Regarding both bills, NARAL Pro-Choice Ohio Executive Director Kellie Copeland said: “Abortion opponents are pushing unproven practices to stigmatize abortion with medically-inaccurate information. They have invented outlandish claims about abortion later in pregnancy to slander patients and the medical professionals who care for them. It is bad enough that they want to enshrine these lies into Ohio law, but their bills also include felony penalties that will drive more medical providers out of state. Responsible legislators need to stand up to their reckless colleagues and stop them in their tracks.”
On Senate Bill 155, Copeland said: “Abortion providers rely on scientifically accurate and thoroughly researched information to support patients before, during, and after an abortion. Sen. Lehner, Rep. Antani, and other anti-abortion lawmakers are misleading patients and smearing abortion providers. Patients need medically accurate information, not scripts dictated by politicians filled with potentially dangerous, deceptive and ideologically-laced claims.”
A medication abortion involves the use of two medicines, mifepristone and misoprostol, and has been found to be an effective and safe way to end a pregnancy. Mifepristone blocks progesterone, a crucial hormone for maintaining a pregnancy. Taken by itself, mifepristone may not be successful at ending a pregnancy, which is why the FDA approved protocol is a combination of two medications.
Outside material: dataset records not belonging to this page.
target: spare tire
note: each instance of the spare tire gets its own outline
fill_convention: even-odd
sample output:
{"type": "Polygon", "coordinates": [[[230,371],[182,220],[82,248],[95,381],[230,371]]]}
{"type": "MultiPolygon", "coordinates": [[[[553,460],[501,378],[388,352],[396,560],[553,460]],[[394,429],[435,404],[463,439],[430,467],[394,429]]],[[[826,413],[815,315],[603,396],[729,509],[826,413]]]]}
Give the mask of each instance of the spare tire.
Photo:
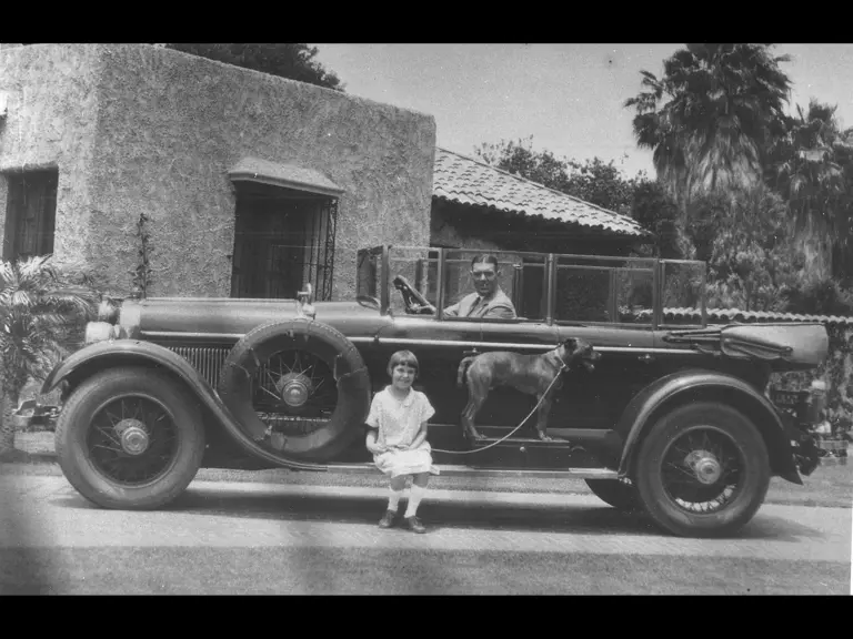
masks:
{"type": "Polygon", "coordinates": [[[328,462],[363,434],[370,375],[355,346],[313,320],[247,333],[222,366],[219,395],[247,432],[288,459],[328,462]]]}

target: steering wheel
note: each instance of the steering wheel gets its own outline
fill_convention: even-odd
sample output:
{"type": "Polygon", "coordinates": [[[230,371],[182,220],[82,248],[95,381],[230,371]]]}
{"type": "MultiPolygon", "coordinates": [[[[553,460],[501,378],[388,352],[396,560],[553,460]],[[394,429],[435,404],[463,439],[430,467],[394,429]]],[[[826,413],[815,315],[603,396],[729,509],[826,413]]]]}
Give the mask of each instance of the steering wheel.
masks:
{"type": "Polygon", "coordinates": [[[432,315],[433,307],[420,291],[414,288],[402,275],[397,275],[393,281],[394,287],[400,291],[405,303],[405,312],[417,315],[432,315]]]}

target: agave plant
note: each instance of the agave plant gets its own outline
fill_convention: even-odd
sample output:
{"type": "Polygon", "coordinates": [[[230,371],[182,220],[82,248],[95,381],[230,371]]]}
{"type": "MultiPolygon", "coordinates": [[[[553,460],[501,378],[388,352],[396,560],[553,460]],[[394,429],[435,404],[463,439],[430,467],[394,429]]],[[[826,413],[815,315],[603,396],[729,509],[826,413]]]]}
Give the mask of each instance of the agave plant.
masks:
{"type": "Polygon", "coordinates": [[[97,302],[86,274],[49,255],[0,262],[0,460],[19,456],[12,414],[21,390],[82,344],[97,302]]]}

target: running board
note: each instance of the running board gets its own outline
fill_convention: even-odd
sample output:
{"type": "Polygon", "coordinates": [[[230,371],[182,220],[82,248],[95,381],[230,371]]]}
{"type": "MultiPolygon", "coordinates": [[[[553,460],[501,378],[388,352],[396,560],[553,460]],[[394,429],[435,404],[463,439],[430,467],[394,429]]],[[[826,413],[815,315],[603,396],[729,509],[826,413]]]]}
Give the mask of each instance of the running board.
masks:
{"type": "MultiPolygon", "coordinates": [[[[619,471],[609,468],[564,468],[525,470],[522,468],[476,468],[436,464],[440,477],[513,477],[518,479],[619,479],[619,471]]],[[[373,464],[329,464],[329,473],[343,475],[379,475],[373,464]]]]}

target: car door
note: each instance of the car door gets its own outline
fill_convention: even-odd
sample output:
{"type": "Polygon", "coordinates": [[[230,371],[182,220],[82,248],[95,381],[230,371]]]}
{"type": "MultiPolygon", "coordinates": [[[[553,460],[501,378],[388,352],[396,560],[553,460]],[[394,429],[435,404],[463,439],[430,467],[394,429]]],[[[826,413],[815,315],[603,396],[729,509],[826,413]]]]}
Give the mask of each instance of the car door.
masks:
{"type": "Polygon", "coordinates": [[[601,358],[593,372],[578,367],[564,373],[550,419],[554,428],[613,428],[631,398],[658,375],[651,314],[638,320],[629,312],[633,302],[651,306],[654,264],[616,264],[590,258],[585,264],[558,260],[555,265],[559,338],[584,339],[601,358]]]}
In Senate Bill 155, anti-choice groups claim that by flooding the body with progesterone they can interrupt the effect of mifepristone. The American Congress of Obstetricians and Gynecologists (ACOG) does not recommend the practice, stating that “claims regarding abortion ‘reversal’ treatment are not based on science and do not meet clinical standards…and ACOG does not support prescribing progesterone to stop a medical abortion.”
On Senate Bill 208, Copeland said: “This bill has nothing to do with how abortion care actually works. It purposely perpetuates myths and lies about abortion care, the patients who receive this care, and the doctors who care for them. This bill is part of the dangerous strategy of anti-abortion politicians to push abortion completely out of reach. People who need abortion care deserve support, not lies and stigma.”
Numerous health care organizations, representing thousands of clinicians, oppose bills like SB 208, including ACOG, the American College of Nurse-Midwives, and the Society for Maternal-Fetal Medicine.